Vous êtes témoins comme moi, depuis plusieurs jours, de la transformation du monde tel qu’on le connait, et surtout de notre société face à cette crise sanitaire qui déjà a fait basculer nos habitudes, nos références et même nos rêves. Je parie que si je vous demandais de me dire ce que vous faisiez le mercredi 11, vous aurez du mal à vous en rappeler, pire, à admettre qu’il s’agit de ce même mois de mars 2020...

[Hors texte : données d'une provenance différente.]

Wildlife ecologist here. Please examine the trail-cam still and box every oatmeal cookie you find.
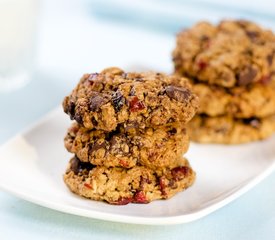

Or, depuis ce jour, tout a changé autour de nous. Dès le lendemain, la JCCM a pris la décision difficile de suspendre ses événements publics et depuis travaille à vous proposer une offre de contenu adaptée, pour traverser ensemble cette transition. D’ailleurs, notre tout premier webinaire affichait complet grâce à votre enthousiasme! Et je tenais à vous remercier sincèrement, car vous avez été patient(e)s, et compréhensif(ve)s durant cette adaptation. D’autant plus qu’en ce moment, vous avez du pain sur la planche. La majorité est en télétravail à la maison, avec toute la gestion que cela implique (avec ou sans enfants!), et d’autres doivent être présent(e)s au bureau. Certain(e)s doivent maintenant suivre leurs cours universitaires à distance. Et puis, il y a celles et ceux qui ont soit perdu leur emploi, ou leur entreprise, ou les deux… Je sais que l’angoisse est à nos portes, que l’incertitude s’est installée et que l’isolement nous ronge. Et je veux que vous sachiez qu’à la JCCM, nous sommes sensibles à cela et notre équipe est déjà mobilisée à trouver les meilleures façons de vous soutenir, et se relever collectivement. Et cette réflexion, quoique déjà entamée par nos gouvernements comme le prouvent leurs multiples mesures de soutien aux travailleurs et aux entreprises, doit également venir de nous, jeunes professionnels et entrepreneurs qui seront touchés sur un échéancier plus long que les autres générations: à court, moyen et long terme. Et ceci nous donne plus que voix au chapitre. Plus que jamais, le monde a besoin de nous. Et il est de notre devoir de mettre à profit nos idées, nos valeurs, notre travail pour gérer ces changements. Surtout depuis que la crise a pris un nouveau virage, avec la pause économique ordonnée par le gouvernement du Québec pour limiter la propagation du virus, raison que nous comprenons et soutenons.

De toute crise émergent des opportunités

Richard Branson, 2010, Montréal

Cependant, on le voit, on le vit, on le lit : cet arrêt est particulièrement dur pour les petits commerces, les jeunes entreprises et les travailleurs autonomes. Également pour les PME, grands employeurs de cette relève d’affaires que nous représentons, qui subissent cette crise de plein fouet, et ne s’en sortiront pas indemnes. Ces entreprises auront besoin de notre attention particulière, et de temps pour se restructurer.

Je voudrais vous laisser avec cette phrase de Richard Branson, lancée il y a exactement 10 ans à Montréal même, en mars 2010 : « De toute crise émergent des opportunités ». Car même si on parle beaucoup de la crise sanitaire à gérer aujourd’hui, certains se prêtent déjà à l’exercice d’imaginer demain, « l’après-crise ». Et s’il y a un élément sur lequel ces personnes s’entendent, c’est le changement de paradigmes sociaux, climatiques et économiques qui doit suivre, pour assurer notre survie. Un changement de paradigmes qui s’apparente beaucoup à ce que la relève d’affaires dans son ensemble revendique déjà depuis plusieurs années. Et je suis persuadée que nous répondrons à l’appel pour dessiner un avenir qui nous ressemble.

D’ici là, protégez-vous et vos proches. Et malgré cette distanciation physique, connectons nos idées pour minimiser l'impact de cette crise sur la jeune génération de travailleurs.